Chiang Rai vive a la sombra de su vecina más famosa al sur, y esa es su mayor ventaja. La ciudad es más pequeña, más tranquila y más fresca que Chiang Mai, con una energía creativa que se manifiesta en algunos de los templos más extraordinarios del país. Wat Rong Khun — el Templo Blanco — es un delirio febril de cristales de espejo y arte budista contemporáneo que parece un palacio hecho de hielo. Lo visité a primera hora, cuando el sol de la mañana iluminó la fachada y toda la estructura estalló en luz, miles de diminutos fragmentos de espejo lanzando reflejos por el patio como algo de un sueño que no puedes describir del todo al despertar. Dentro, los murales no son lo que esperas — junto a la iconografía budista tradicional, encontrarás a Superman, a Neo de Matrix y a Kung Fu Panda, todos pintados por el artista Chalermchai Kositpipat como comentario sobre las distracciones del mundo moderno.
El Templo Azul resplandece con interiores de zafiro, su Buda blanco sentado que parece flotar en la luz de colores. La Casa Negra — Baan Dam — no es un templo en absoluto, sino la obra de toda una vida del difunto artista Thawan Duchanee, un complejo de más de cuarenta edificios oscuros de teca llenos de cráneos de animales, pieles de cocodrilo y mobiliario surrealista que inquieta de la mejor manera posible.
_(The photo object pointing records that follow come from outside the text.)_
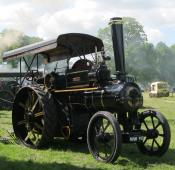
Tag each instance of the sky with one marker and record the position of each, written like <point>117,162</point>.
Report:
<point>49,18</point>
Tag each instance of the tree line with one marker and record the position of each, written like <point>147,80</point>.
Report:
<point>147,62</point>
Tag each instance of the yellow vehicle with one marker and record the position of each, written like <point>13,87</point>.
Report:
<point>159,89</point>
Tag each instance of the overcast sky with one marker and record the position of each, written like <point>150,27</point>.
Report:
<point>48,18</point>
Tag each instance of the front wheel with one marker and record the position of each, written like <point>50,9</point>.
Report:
<point>157,133</point>
<point>104,137</point>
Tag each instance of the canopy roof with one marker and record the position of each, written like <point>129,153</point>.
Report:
<point>72,44</point>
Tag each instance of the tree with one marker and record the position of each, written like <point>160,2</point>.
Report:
<point>12,39</point>
<point>134,36</point>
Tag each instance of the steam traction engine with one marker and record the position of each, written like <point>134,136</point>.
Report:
<point>77,98</point>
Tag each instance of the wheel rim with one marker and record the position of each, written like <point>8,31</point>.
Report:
<point>102,139</point>
<point>156,131</point>
<point>28,117</point>
<point>6,99</point>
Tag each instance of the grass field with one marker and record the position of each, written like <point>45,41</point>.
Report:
<point>65,155</point>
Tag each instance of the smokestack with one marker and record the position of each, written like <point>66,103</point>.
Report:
<point>118,47</point>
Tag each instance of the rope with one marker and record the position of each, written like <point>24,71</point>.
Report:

Entre estos tres sitios, Chiang Rai hace un argumento sólido para ser la ciudad más ambiciosa artísticamente de Tailandia.

Más allá de la ciudad, la provincia se extiende hacia el norte hasta el Triángulo de Oro, donde Tailandia se encuentra con Laos y Myanmar a orillas del Mekong. Alquilé una moto y pasé dos días recorriendo las montañas al norte de Mae Salong, donde los soldados del Kuomintang que huyeron de China tras la revolución se establecieron y plantaron el té oolong que ahora crece en laderas aterrazadas que podrían confundirse con la provincia de Fujian. Las aldeas de las tribus akha y lahu a lo largo del camino ofrecían café tostado esa misma mañana y una hospitalidad que no requería idioma compartido — solo una sonrisa y la disposición de sentarse.

El bazar nocturno es excelente y sin prisas — una fracción del tamaño del de Chiang Mai, que es precisamente su encanto. Los textiles de tribus de montaña aquí están entre los más finos que he encontrado en el sudeste asiático, y los vendedores conocen su oficio porque en la mayoría de los casos lo hicieron ellos mismos. La finca Singha Park a las afueras de la ciudad ofrece rutas en bicicleta por campos de flores cosmos con montañas de fondo que merecen estar en un póster turístico, excepto que son reales y tú estás ahí y el aire huele a tierra y a té.

Cuándo ir: De noviembre a febrero para clima fresco y despejado con las mejores vistas de montaña. Las noches de diciembre y enero pueden ser genuinamente frías para los estándares tailandeses — lleva ropa de abrigo. Los campos de flores están en su máximo esplendor de noviembre a enero.